## Bayes, Jeffreys, prior distributions, and the philosophy of statistics

Christian Robert, Nicolas Chopin, and Judith Rousseau wrote this article that will appear in Statistical Science with various discussions, including mine.

I hope those of you who are interested in the foundations of statistics will read this. Sometimes I feel like banging my head against a wall, in my frustration in trying to communicate with Bayesians who insist on framing problems in terms of the probability that theta=0 or other point hypotheses. I really feel that these people are trapped in a bad paradigm and, if they would just think things through based on first principles, they could make some progress. Anyway, here’s what I wrote:

I actually own a copy of Harold Jeffreys’s Theory of Probability but have only read small bits of it, most recently over a decade ago to confirm that, indeed, Jeffreys was not too proud to use a classical chi-squared p-value when he wanted to check the misfit of a model to data (Gelman, Meng, and Stern, 2006). I do, however, feel that it is important to understand where our probability models come from, and I welcome the opportunity to use the present article by Robert, Chopin, and Rousseau as a platform for further discussion of foundational issues.

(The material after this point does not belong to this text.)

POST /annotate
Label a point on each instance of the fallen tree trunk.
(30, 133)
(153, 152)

In this brief discussion I will argue the following: (1) in thinking about prior distributions, we should go beyond Jeffreys’s principles and move toward weakly informative priors; (2) it is natural for those of us who work in social and computational sciences to favor complex models, contra Jeffreys’s preference for simplicity; and (3) a key generalization of Jeffreys’s ideas is to explicitly include model checking in the process of data analysis

The role of the prior distribution in Bayesian data analysis

At least in the field of statistics, Jeffreys is best known for his eponymous prior distribution and, more generally, for the principle of constructing noninformative, or minimally informative, or objective, or reference prior distributions from the likelihood (see, for example, Kass and Wasserman, 1996). But it can notoriously difficult to choose among noninformative priors; and, even more importantly, seemingly noninformative distributions can sometimes have strong and undesirable implications, as I have found in my own experience (Gelman, 1996, 2006). As a result I have become a convert to the cause of weakly informative priors, which attempt to let the data speak while being strong enough to exclude various “unphysical” possibilities which, if not blocked, can take over a posterior distribution in settings with sparse data–a situation which is increasingly present as we continue to develop the techniques of working with complex hierarchical and nonparametric models.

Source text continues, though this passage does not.